Les résultats de cette recherche font ressortir divers facteurs associés aux parents ayant de faibles compétences en lecture et en écriture. Plus particulièrement, des pratiques de littératie peu fréquentes ainsi que des croyances traditionnelles envers l’acquisition de la littératie caractérisent les participants de la présente étude. Or, il est reconnu que de telles caractéristiques parentales ont des effets négatifs sur le développement de la littératie de l’enfant (Anderson, 1993; Snow et al., 1998). Une piste de recherche qui pourrait contribuer à l’avancement des connaissances dans le domaine de la littératie familiale serait d’étudier l’effet du niveau de compétence du parent en lecture et en écriture sur le développement de la littératie de son enfant en tenant compte, plus particulièrement, de ces deux caractéristiques. Une telle recherche permettrait de déterminer si l’une ou l’autre de ces caractéristiques a un effet plus marquant sur la réussite de l’enfant. Ces résultats pourraient s’avérer intéressants pour les programmes de littératie familiale destinés aux parents ayant de faibles compétences en lecture et en écriture.

Conclusion

Cette étude exploratoire nous a permis de connaître quelques caractéristiques des parents ayant de faibles compétences en lecture et en écriture. Les résultats révèlent que l’environnement dans lequel ils ont grandi n’offrait pas une stimulation à la littératie très riche, ce qui peut possiblement expliquer leurs compétences limitées en lecture et en écriture.

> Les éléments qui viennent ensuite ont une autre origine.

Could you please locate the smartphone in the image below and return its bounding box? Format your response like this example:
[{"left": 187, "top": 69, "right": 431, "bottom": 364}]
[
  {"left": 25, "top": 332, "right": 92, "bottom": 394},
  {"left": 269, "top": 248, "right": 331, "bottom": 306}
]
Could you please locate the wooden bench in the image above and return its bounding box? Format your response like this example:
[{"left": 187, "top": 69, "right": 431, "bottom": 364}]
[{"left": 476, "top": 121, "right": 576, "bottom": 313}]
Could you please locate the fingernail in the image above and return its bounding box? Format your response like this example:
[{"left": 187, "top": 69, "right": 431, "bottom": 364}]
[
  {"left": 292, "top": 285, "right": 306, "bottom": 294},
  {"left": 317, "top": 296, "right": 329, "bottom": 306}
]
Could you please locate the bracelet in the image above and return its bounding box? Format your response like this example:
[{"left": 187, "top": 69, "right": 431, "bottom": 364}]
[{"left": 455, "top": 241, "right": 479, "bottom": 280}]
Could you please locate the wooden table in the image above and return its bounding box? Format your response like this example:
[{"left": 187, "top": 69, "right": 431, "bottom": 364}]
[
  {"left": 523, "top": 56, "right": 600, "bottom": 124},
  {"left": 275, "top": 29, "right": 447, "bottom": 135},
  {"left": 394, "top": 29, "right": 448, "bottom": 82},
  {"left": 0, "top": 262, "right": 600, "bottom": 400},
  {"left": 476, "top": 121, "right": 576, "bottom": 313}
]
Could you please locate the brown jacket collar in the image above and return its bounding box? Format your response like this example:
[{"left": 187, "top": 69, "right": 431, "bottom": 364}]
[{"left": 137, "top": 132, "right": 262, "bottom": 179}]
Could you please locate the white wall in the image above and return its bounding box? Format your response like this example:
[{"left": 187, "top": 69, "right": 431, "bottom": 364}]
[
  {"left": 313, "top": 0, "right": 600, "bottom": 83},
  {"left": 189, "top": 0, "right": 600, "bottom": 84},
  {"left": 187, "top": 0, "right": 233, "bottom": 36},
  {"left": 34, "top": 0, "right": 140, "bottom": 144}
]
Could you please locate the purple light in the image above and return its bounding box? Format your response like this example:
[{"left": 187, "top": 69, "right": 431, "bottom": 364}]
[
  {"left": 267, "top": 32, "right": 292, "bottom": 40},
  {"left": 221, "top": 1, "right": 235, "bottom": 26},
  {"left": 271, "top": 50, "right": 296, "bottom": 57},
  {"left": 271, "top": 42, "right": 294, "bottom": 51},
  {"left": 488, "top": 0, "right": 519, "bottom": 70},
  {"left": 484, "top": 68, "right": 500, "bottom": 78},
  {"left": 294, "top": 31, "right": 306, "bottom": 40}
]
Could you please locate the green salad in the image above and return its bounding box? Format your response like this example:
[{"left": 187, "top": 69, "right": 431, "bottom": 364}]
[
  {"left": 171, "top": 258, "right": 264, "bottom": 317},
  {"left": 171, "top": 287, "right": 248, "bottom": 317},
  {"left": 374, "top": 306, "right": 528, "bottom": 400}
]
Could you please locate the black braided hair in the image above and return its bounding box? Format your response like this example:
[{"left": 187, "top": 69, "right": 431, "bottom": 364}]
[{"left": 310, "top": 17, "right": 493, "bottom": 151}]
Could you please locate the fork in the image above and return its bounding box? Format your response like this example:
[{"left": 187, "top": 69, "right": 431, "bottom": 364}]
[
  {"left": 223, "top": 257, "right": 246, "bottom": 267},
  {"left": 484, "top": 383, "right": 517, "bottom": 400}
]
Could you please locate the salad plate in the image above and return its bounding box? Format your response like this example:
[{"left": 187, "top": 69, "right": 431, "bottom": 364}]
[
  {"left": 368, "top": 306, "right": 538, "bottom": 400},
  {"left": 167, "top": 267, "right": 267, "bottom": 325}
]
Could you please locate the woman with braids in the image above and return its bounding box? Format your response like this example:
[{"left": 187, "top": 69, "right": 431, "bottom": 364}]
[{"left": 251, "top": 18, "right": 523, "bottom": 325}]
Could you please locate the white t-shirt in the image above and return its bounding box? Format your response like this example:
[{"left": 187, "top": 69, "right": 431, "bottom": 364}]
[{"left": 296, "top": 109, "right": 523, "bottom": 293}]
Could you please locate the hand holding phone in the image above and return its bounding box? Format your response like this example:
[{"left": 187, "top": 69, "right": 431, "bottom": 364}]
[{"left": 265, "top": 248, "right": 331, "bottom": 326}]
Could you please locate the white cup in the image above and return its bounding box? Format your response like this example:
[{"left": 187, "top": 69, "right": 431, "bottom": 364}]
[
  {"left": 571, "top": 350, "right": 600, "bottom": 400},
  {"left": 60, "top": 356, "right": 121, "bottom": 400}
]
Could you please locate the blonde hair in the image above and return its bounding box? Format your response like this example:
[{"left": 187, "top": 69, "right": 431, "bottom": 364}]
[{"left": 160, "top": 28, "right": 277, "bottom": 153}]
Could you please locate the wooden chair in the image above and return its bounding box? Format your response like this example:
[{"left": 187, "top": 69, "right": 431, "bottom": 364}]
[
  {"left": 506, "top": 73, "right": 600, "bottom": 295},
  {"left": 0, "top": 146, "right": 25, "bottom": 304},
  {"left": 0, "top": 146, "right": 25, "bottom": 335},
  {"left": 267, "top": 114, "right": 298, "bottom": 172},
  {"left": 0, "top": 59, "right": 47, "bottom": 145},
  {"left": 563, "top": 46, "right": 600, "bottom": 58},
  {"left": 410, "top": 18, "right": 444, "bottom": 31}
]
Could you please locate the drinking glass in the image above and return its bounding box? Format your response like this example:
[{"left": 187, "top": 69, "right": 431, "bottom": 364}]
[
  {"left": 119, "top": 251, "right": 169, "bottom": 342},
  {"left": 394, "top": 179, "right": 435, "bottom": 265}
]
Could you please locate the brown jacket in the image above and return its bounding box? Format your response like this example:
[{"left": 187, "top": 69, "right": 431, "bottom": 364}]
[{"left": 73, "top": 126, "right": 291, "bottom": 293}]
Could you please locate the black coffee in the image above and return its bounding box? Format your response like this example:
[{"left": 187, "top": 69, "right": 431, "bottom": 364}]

Les parents ayant participé à l’étude ont des pratiques de littératie restreintes, mais malgré tout, ils ont une attitude positive envers la littératie et ils lui accordent de l’importance. Toutefois, ils entretiennent des croyances plutôt traditionnelles envers l’acquisition de la littératie. Cette étude, menée auprès de 174 parents fréquentant des classes d’alphabétisation, apporte des connaissances nouvelles quant au rapport à la littératie qu’entretiennent des parents faiblement scolarisés et ayant de faibles compétences en lecture et en écriture. Peu de chercheurs s’étaient intéressés spécifiquement à connaître les caractéristiques des parents ayant de faibles compétences en lecture et en écriture. Le fait d’avoir recueilli ces données permet de comprendre encore plus que pour briser le cycle de l’analphabétisme, les parents ont un rôle déterminant.